Reporter Edouard Perrin und Regisseur Gilles Bovon gehen in ihrer Dokumentation “Die dunkle Welt der Billigmode” ebendieser Frage nach. Sie zeigen in ihrer 90 minütigen Reportage auf: Der ehemalige Geschäftsführer Kamani hat gute Gründe dafür, nicht über die Produktion seiner Modeartikel sprechen zu wollen – wie auch viele andere Akteure der Billig-Modebranche. Denn die Industrie funktioniert auf Kosten der Schwächeren und der Umwelt.
Der Dokumentarfilm blickt hinter die Kulissen der Industrie und nimmt den Zuschauer mit zu den zahlreichen Stationen in der Produktions- und Vertriebskette der ultrapreiswerten Mode. Zu Wort kommen dort Insider, Wissenschaftler und Opfer: Eine Mode-Influencerin erzählt etwa von ihrem ungezügelten Drang, jeden Tag neue Kleidung zu bestellen, eine Reporterin lässt die Zuschauenden an ihrem ersten Arbeitstag “undercover” in einer Billig-Textilwerkstatt teilhaben – und ein indischer Arzt erklärt, warum trotz massiver Gesundheitsschäden unter der Bevölkerung niemand möchte, dass die ortsansässige Textilchemiefabrik verschwindet. Von den Anfängen der Fast Fashion, über deren Vermarktung bis hin zu den Arbeitsbedingungen für Lieferanten, Näherinnen und Angestellte in Chemiefabriken beleuchtet die Dokumentation exemplarisch einen Großteil der zur Fast-Fashion-Industrie gehörenden Bereiche.
Der Film beginnt ebenso wie die Geschichte der Fast Fashion bei der spanischen Modemarke Zara und deren Muttergesellschaft Inditex. Sie hat als erstes auf das Konzept der schnelllebigen Billig-Mode gesetzt und damit die Textilindustrie komplett umgekrempelt. Mittlerweile haben zahlreiche weitere Marken das Geschäftsmodell übernommen und auf die Spitze getrieben: Ständig wechselnde neue Kollektionen sollen Kundinnen und Kunden immer öfter in die Ladengeschäfte und Onlineshops treiben. 65.000 neue Modelle bringt beispielsweise Zara jährlich in seine Geschäfte.
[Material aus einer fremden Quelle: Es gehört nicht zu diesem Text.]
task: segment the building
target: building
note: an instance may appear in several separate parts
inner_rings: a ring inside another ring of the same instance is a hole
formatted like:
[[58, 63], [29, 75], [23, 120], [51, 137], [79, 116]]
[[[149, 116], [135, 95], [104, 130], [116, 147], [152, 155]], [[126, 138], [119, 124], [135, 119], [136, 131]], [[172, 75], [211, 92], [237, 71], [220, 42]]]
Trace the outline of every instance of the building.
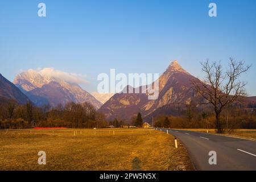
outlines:
[[144, 122], [143, 125], [142, 125], [142, 127], [143, 128], [148, 128], [148, 127], [151, 127], [151, 126], [148, 124], [148, 123], [147, 122]]

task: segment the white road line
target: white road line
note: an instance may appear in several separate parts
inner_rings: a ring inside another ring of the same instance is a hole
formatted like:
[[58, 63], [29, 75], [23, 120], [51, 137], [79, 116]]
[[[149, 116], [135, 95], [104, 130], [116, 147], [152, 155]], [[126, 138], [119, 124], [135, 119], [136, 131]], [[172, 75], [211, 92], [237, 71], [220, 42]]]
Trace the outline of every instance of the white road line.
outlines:
[[209, 139], [207, 138], [204, 138], [204, 137], [203, 137], [203, 136], [200, 136], [200, 138], [204, 138], [204, 139], [206, 139], [207, 140], [209, 140]]
[[241, 149], [239, 149], [239, 148], [237, 148], [237, 150], [239, 150], [240, 151], [246, 153], [247, 154], [251, 155], [252, 156], [254, 156], [256, 157], [256, 155], [251, 154], [251, 153], [250, 153], [250, 152], [246, 152], [246, 151], [245, 151], [244, 150], [241, 150]]

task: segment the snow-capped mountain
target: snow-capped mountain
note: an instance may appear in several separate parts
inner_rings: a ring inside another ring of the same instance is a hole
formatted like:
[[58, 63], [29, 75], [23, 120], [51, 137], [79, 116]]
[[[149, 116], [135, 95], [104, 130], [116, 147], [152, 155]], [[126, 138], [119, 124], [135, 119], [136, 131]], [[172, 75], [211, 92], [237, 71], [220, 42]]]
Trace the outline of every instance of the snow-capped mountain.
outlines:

Zaras Konzept hat das Mutterunternehmen Inditex zum Weltmarktführer in der Textilbranche gemacht und den Gründer Armanzio Orthega zum sechstreichsten Mann der Welt.
Ultra Fast Fashion
Während Fast-Fashion-Marken à la Zara klassische Designer- und Boutique-Marken mit ihren Billigpreisen und ständig wechselnden Kollektionen unter Druck gesetzt haben, folgt jetzt die nächste Entwicklungsstufe in Form der sogenannten Ultra Fast Fashion : junge Marken, die nicht mehr auf Filialen und klassische Werbung setzen, sondern voll auf Online-Vertrieb und -Marketing.
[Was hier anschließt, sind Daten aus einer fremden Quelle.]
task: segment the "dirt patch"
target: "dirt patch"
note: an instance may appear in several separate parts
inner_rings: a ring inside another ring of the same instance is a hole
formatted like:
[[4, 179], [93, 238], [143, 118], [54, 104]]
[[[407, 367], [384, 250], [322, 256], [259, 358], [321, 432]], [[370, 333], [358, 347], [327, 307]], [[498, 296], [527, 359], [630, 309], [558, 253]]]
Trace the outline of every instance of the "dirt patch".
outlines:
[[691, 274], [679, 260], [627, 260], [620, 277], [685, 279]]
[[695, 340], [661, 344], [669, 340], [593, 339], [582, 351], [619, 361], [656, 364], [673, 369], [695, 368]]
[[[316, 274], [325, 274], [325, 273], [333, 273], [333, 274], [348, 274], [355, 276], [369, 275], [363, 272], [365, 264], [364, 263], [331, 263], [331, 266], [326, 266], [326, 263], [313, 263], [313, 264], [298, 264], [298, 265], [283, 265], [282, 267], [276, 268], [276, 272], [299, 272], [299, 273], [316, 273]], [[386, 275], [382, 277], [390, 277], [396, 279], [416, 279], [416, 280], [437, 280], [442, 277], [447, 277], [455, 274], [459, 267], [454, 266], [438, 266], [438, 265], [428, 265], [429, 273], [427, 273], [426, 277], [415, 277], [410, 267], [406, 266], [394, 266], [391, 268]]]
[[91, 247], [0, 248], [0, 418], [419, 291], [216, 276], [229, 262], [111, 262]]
Sie treiben das Fast-Fashion-Prinzip weiter in Extreme, sind noch kurzlebiger, noch billiger. PrettyLittleThing, Missguided und Shein verkaufen massenhaft Billig-Kleidung hauptsächlich an ein junges Publikum. Influencerinnen und Influencer bewerben die Stücke enthusiastisch auf schnelllebigen Social-Media-Plattformen wieTikTok und Instagram. Bei Stückpreisen von teils unter 6 Euro heiße die Devise umso mehr: Kaufen, Anziehen, Entsorgen. Das Publikum verlange das, erklärt ein Modemarkengründer – ob zuerst die Nachfrage oder zuerst das Angebot da war, ist nicht mehr zu klären.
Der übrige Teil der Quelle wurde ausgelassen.